Within 24 hours I was at MGM pleading for a reprieve. SONY was a great fit for my series (Hello, Sir Howard… remember?). Couldn’t they fire SONY for everything else, but leave me and my series alone? They could not. Besides, they said, in an attempt at being reassuring, I would benefit from this surprise development as all the MGM product was being shifted to the “much better” distribution division of 20th Century FOX. Cagney & Lacey, they said, would be the very first of this new collaboration to be released.

Let me cut to the chase. When 3,000 MGM titles arrived at the doorstep of the Sales Department at FOX, their sales guys were appalled. “We have thousands of our own titles, that we have yet to sell, and now you want us to do this too?

The answer was to form a new division (MGM-FOX) and hire all new people to staff it. Who did they hire? People who were available (read unemployed). Mostly folks not in the top tier or they would have been working… elsewhere.

It was a debacle.

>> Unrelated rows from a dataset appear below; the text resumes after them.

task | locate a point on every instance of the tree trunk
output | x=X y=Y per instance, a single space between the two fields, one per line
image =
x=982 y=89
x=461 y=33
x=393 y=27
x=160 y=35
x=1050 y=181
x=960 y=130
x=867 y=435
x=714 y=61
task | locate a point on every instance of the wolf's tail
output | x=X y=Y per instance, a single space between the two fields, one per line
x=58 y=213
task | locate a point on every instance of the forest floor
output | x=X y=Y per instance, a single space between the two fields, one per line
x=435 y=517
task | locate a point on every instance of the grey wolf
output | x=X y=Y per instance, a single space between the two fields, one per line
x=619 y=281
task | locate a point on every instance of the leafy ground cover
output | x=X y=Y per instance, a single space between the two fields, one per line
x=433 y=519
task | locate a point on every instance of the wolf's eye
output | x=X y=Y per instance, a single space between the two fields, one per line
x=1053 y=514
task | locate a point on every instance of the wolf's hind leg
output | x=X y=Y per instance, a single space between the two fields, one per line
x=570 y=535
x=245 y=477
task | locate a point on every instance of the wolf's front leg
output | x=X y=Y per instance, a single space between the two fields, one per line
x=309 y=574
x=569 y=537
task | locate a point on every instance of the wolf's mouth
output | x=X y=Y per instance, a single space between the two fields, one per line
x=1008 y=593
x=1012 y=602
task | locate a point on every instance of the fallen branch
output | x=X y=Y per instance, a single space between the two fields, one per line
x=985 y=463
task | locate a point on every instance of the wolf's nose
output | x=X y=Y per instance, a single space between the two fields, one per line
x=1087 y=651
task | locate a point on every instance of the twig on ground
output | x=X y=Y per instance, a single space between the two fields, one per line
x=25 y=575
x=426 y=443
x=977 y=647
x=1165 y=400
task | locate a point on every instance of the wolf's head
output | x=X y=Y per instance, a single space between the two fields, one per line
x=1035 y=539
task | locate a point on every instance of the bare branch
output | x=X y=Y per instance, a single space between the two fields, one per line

That hastily bundled division never did get around to releasing the series, but rather a few individual episodes (not even a “best of,” or the Producer’s “choices” … just episodes) released in order by the numbers on the film cans. My days of holding court were relegated to doing so in front of a motley crew of wannabes… hardly the executive corps I had at my disposal at SONY. My book was thrown into the mix…. I made a deal to “self-publish” so that the book could be printed and used as a mailer to television editors who do not generally review books. In fact, it is the policy of the NY Times, The NY Review of Books, The Washington Post, and the Wall Street Journal, NOT to review any literary work at all, unless it comes from one of the standard publishing houses. No “self-published” books are ever reviewed. And that is why there are no bookstore shelves, no libraries.

A high-class problem you say. In an era of Donald Trump, Mitch McConnell and all that portends. I would have to agree. Envy is not an attractive emotion. It has been said to be at the root of most feelings of unhappiness. I am not an unhappy fellow. I am among the luckiest of men. I count my blessings multiple times a day and rarely have time to list them all. Still, I sure wish I had found a publisher.

Barney Rosenzweig

September 15, 2019

To order a copy of Cagney & Lacey and Me, click the link below to take you to the order page.

1 comment:

Frank Florie Jr. said...

Wow! This is a very interesting story and just adds one more twist to the many twists and turns you endured making this great series. I LOVED your book. I received an autographed copy personally from you at the Barnes and Nobles in New York City where I had the honor to meet you, Sharon and Tyne. I've read the book numerous times throughout the years.Please know that your fans really appreciated the book. Having said that, can you give us fans any information regarding a DVD release of "Rosie O'Neill?"I want so much to re watch that series again. Thank you for blogging Barney and best wishes always!!